Como isso acontece na prática?

Campello – O projeto traz uma oportunidade de demonstrar o que é trabalhar com o agricultor familiar de uma forma mais humanizada, valorizando o seu esforço físico. Ao inserir instrumentos como o tratorito, roçadeira, motosserra e perfurador de solo, que são equipamentos de baixíssimo custo, permitimos que o agricultor tenha um rendimento muito melhor. Com uma roçadeira, faz-se o rebaixamento de árvores. Com a motosserra, o radiamento certo, sem agredir a paisagem. Com os tratores e com os perfuradores, trabalha-se o solo de forma correta, evitando a erosão. Tudo isso agregando os principais vetores da desertificação, que são o desmatamento e as práticas inadequadas de produção, que resultam na perda do que há de mais precioso, o solo. Quando se troca a enxada por um tratorito, você coloca o agricultor em um ambiente moderno, por assim dizer, sem perder a característica de agricultor familiar.

Neste caso, a modernização seria um instrumento para a mitigação das mudanças climáticas?

Campello – Em termos ambientais, essa modernização permite uma condição de trabalho com menos agressão, com mais práticas de conservação do Meio Ambiente.
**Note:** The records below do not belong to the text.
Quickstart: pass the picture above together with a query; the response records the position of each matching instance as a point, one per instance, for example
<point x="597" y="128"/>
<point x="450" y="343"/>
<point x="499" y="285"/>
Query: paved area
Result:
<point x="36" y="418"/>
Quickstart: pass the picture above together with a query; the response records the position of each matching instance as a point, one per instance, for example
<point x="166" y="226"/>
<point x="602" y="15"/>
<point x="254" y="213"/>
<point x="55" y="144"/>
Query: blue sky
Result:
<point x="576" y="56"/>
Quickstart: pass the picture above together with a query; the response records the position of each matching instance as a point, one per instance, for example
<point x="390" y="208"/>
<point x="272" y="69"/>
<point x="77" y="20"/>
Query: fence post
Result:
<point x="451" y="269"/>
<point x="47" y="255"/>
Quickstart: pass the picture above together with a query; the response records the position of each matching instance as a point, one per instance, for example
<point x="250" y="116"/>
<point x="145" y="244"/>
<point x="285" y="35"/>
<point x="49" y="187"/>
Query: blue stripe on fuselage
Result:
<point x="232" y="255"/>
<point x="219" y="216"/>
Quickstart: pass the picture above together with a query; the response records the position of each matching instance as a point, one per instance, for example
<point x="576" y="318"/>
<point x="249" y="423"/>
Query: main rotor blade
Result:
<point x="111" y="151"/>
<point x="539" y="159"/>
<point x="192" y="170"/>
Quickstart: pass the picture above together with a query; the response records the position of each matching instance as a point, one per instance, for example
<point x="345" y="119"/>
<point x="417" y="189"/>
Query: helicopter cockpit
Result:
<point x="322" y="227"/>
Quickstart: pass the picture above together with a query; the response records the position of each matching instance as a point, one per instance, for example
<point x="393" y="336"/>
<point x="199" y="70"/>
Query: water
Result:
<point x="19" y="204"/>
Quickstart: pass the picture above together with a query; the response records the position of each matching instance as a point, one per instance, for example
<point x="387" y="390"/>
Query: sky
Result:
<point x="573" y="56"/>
Às vezes, as práticas deixam de ser implementadas por conta do custo ou pela demora. Aí o agricultor, na necessidade, planta de qualquer jeito. Com esses instrumentos, ele pode plantar da forma correta, mantendo todo um princípio conservacionista e aumentando a sua produtividade. E o mais importante: sem perder a característica de agricultor familiar. Estamos mostrando como é possível realizar a neutralização da degradação.

A adoção dessas novas práticas implica também em mudança de cultura. Como isso pode impactar o desenvolvimento socioeconômico da região?

Campello – Estamos mostrando a viabilidade de uma indústria adaptada a essa realidade de campo, com milhares de demandas que podem ser refletidas nos créditos, o que hoje não se vê. Um agricultor que receba do Pronaf (Programa Nacional de Fortalecimento da Agricultura Familiar) R$20.000 pode tranquilamente incorporar um tratorito de R$ 5.000, um perfurador de solo de R$ 1.500. Hoje, não fazem por desconhecimento e, às vezes, por conta de falta de oportunidade de acesso. Futuramente, isso vai influenciar positivamente novas indústrias que surgirem na região, já adaptadas a essa realidade.

Para muitos, a Caatinga ainda é a “mata branca”, uma floresta seca e improdutiva. Como o PRS está ajudando a mostrar o potencial produtivo e sustentável do bioma?

Campello – A partir do momento que o projeto vem fomentando o acesso ao mercado da qualificação de alguns produtos, a gente começa a construir uma outra percepção, com foco na importância desse recurso florestal para a socio economia da região. Dentro do nosso projeto temos instituições que trabalham com processos de comercialização. Então você já começa a ver que existem frutos comercializados como doces, polpa para sucos, geleias, bebidas, inclusive algumas cervejas. Além disso, a parte forrageira, que hoje está muito presente nos sistemas silvipastoril, mostra o potencial da Caatinga para uma pecuária verde. Do ponto de vista da alimentação, em termos de agricultura regenerativa, isso significa menos emissões de gases pelos ruminantes, pois a diversidade pastoril faz com que o ruminante reduza a emissão de gás. E o maior emissor de gases no setor agropecuário é a pecuária. O Sistema de Integração Lavoura-Pecuária-Floresta (ILPF), promovido pelo projeto, também é outro instrumento de mudança de percepção, pois o animal usa o recurso florestal para se alimentar. Outro lado positivo de uma pastagem arbórea é que não há a remoção da Caatinga para o plantio de grama, como acontece em grandes propriedades. Na Caatinga, usa-se o suporte forrageiro mantendo a cobertura florestal, a paisagem, a biodiversidade e, com isso, fortalecendo os serviços ecossistêmicos.